THURSDAY, April 4, 2019 (HealthDay News) — Routine vaccination of young girls aged 12 to 13 years with human papillomavirus (HPV) vaccine results in a reduction in preinvasive cervical disease, according to a study published online April 3 in The BMJ.

Tim Palmer, Ph.D., from the University of Edinburgh in the United Kingdom, and colleagues conducted a retrospective population study involving 138,692 women born between Jan. 1, 1988, and June 5, 1996, who had a smear test result recorded at age 20.

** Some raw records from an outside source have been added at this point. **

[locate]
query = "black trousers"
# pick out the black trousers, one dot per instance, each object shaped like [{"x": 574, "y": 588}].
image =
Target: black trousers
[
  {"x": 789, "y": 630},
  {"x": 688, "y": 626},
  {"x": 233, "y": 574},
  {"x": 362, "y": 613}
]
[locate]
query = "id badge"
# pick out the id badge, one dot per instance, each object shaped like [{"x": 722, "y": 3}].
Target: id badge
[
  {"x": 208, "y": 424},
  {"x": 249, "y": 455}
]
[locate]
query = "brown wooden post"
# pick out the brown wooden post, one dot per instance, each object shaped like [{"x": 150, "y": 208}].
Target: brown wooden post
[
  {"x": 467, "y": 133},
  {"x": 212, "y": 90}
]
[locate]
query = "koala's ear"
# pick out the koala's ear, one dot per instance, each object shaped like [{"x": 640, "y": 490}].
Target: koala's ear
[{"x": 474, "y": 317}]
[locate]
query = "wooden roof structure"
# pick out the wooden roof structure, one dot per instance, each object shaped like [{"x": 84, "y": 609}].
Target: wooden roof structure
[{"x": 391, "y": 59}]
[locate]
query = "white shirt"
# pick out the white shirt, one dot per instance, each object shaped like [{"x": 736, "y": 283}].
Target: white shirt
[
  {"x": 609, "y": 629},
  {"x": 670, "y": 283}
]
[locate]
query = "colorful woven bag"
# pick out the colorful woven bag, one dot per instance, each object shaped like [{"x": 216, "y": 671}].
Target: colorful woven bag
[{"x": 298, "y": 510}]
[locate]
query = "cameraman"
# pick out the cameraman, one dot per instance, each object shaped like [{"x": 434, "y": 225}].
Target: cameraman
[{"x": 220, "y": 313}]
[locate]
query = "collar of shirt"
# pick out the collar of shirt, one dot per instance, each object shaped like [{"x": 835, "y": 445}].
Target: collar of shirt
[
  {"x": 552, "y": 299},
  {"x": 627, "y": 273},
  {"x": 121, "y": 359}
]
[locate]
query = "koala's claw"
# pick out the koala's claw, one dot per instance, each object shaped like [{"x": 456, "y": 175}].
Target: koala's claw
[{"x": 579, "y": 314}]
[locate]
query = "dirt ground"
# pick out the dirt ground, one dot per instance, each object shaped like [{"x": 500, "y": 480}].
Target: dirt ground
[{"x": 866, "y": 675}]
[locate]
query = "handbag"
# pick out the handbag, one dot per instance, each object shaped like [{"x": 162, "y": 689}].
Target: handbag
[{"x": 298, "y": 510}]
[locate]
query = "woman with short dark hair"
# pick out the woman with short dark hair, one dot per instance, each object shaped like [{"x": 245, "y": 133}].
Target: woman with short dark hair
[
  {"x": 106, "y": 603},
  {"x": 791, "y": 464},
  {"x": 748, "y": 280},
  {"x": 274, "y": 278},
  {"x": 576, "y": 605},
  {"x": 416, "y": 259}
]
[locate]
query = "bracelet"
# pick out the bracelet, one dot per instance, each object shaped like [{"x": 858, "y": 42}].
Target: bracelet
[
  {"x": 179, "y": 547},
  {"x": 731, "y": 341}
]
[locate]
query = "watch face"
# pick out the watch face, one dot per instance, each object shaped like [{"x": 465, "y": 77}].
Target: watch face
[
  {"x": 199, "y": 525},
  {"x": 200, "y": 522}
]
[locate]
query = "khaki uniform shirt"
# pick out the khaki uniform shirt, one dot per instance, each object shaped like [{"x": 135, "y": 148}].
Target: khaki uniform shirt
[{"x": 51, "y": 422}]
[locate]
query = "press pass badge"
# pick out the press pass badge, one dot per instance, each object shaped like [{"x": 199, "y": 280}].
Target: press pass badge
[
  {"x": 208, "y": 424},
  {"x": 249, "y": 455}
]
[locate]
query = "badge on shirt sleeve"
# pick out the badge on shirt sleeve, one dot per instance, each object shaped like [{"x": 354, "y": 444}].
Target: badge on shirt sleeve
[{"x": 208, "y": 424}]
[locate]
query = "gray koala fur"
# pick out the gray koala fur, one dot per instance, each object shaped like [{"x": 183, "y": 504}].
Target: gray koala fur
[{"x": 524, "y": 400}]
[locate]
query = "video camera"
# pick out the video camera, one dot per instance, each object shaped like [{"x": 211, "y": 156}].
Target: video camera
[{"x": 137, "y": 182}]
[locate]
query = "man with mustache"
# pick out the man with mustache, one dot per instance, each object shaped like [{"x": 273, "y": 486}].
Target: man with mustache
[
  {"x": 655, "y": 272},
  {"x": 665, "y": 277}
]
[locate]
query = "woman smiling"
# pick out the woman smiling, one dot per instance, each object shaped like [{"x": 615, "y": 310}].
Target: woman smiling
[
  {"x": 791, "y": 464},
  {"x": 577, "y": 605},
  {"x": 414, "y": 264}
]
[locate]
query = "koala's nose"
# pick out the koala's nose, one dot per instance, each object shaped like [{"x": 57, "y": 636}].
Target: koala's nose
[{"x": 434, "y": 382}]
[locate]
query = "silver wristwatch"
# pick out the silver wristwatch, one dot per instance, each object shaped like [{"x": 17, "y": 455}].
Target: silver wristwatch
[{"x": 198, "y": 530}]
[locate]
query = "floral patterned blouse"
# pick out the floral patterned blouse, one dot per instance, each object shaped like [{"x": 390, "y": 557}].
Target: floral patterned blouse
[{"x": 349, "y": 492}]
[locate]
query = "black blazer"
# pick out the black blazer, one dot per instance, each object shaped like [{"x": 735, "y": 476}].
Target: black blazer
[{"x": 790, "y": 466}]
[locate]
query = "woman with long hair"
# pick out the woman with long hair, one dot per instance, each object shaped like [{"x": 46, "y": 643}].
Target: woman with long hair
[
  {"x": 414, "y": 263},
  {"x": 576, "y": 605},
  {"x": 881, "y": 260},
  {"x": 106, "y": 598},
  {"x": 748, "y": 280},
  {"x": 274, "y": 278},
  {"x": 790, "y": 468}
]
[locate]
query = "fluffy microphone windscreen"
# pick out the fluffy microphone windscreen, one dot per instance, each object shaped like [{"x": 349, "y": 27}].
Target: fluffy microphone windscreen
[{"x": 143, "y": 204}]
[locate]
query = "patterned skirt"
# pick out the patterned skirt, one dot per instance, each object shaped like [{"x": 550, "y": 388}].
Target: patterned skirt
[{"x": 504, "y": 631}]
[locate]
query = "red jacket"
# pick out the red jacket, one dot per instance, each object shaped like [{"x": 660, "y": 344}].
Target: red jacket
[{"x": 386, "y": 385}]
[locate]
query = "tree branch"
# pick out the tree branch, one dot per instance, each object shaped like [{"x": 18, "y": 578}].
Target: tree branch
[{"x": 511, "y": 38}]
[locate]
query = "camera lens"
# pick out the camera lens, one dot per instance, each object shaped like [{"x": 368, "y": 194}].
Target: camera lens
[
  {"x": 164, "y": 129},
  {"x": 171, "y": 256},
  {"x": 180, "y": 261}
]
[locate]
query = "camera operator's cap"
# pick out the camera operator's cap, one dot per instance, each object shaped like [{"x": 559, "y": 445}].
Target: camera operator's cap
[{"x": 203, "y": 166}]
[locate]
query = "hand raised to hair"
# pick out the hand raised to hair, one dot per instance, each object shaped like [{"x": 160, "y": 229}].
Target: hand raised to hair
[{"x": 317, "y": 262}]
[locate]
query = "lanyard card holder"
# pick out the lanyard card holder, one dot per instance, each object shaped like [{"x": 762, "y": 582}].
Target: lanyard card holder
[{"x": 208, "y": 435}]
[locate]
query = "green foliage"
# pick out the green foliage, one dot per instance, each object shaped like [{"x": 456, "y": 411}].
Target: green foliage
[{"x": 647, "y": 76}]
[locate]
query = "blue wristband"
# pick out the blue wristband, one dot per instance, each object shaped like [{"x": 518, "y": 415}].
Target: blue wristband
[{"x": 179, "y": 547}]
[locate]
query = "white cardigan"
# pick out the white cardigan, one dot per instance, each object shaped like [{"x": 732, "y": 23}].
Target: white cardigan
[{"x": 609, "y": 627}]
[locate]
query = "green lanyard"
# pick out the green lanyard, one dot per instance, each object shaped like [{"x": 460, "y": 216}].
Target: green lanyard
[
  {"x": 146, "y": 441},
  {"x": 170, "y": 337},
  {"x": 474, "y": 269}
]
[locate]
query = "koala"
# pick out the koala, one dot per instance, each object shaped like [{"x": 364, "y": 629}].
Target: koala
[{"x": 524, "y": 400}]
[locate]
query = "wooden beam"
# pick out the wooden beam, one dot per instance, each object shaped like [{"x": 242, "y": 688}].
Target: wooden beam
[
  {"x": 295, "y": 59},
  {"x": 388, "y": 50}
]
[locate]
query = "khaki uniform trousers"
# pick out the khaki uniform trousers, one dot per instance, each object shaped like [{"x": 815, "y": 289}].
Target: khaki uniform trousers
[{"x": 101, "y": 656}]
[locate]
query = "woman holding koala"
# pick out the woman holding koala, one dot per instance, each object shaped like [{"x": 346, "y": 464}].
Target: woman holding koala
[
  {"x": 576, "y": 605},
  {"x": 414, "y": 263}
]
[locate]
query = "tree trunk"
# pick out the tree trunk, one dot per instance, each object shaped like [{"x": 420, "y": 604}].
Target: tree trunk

The researchers found that vaccinated women born in 1995 and 1996 had an 89 percent reduction in prevalent cervical intraepithelial neoplasia (CIN) grade 3 or worse (from 0.59 to 0.06 percent), an 88 percent reduction in CIN grade 2 or worse (from 1.44 to 0.17 percent), and a 79 percent reduction in CIN grade 1 (from 0.69 to 0.15 percent) compared with unvaccinated women born in 1988. There was a correlation between younger age at immunization and increasing vaccine effectiveness: 86 versus 51 percent for CIN grade 3 or worse for women vaccinated at age 12 to 13 years versus those vaccinated at age 15 years. In unvaccinated girls in the 1995 and 1996 cohorts, there was evidence of herd protection against high-grade cervical disease.

“The reduction in disease in routinely immunized women, who will form the bulk of the screened population in years to come, mandates revision of screening and referral guidelines,” the authors write.

Two authors disclosed financial ties to the biopharmaceutical industry.